Overall, the Budget, the first entirely conceived by the Labour Government, will contain measures to promote childcare and female participation in the labour market.

There will also be upward adjustments to disability allowances and widowers’ benefits and reductions on taxes for part-time work.

The registration tax on small capacity vehicles will be revised downwards, while increases in taxes are expected on alcohol, cigarettes and cement.

Finance Minister Edward Scicluna will also be launching White Papers with the Budget, aimed at tackling the problem of out of stock medicine and local enforcement.

This will technically be Prof. Scicluna’s second Budget after Labour was elected to government in May. However, the Budget he delivered in April was essentially the same programme presented by the former PN administration.

In May, the European Commission placed Malta under an excessive deficit procedure after it in 2012 recorded a deficit of 3.3 per cent of the GDP, breaching the eurozone’s three per cent threshold.

It’s a phenomenal U-turn in Labour’s economic and financial policy

In the pre-Budget document, the Government said it planned to rein in the deficit and bring it down to 2.7 per cent, as a result of an increase in tax revenue.

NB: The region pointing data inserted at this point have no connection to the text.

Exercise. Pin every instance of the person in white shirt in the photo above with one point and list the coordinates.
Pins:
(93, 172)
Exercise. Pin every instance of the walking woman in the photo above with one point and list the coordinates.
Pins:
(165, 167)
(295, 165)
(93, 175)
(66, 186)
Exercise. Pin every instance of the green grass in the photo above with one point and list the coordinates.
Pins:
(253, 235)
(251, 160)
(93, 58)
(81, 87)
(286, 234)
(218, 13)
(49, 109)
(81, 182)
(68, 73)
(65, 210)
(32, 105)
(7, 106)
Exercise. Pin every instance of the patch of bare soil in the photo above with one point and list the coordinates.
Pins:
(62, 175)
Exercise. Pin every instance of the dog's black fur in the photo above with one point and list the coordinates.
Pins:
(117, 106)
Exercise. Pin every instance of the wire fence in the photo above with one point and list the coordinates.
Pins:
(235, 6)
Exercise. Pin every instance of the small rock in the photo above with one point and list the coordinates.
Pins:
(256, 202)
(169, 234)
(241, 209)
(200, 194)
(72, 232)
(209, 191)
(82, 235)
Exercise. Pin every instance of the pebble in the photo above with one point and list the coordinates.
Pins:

For 2014 it is pledging to borrow €50 million less next year to further reduce the deficit and compensate for it with indirect taxes – a move which has elicited criticism from the Opposition.

Prof. Scicluna’s predecessor and current PN spokesman on finance, Tonio Fenech, said the Government was going against its electoral promise of countering the deficit with economic growth and would instead resort to raising taxes.

“We’re seeing the opposite of what they’ve promised seven months since their election. Instead of economic growth, Edward Scicluna is proposing new taxes and government fees of office that will amount to some €50 million. It’s a phenomenal U-turn in Labour’s economic and financial policy,” Mr Fenech had said.

In a reaction, Prof. Scicluna had said the Government planned to reduce direct taxation and increase indirect taxes but argued that the €50 million figure was not cast in stone and that it was not made up entirely of revenues drawn from Maltese taxpayers.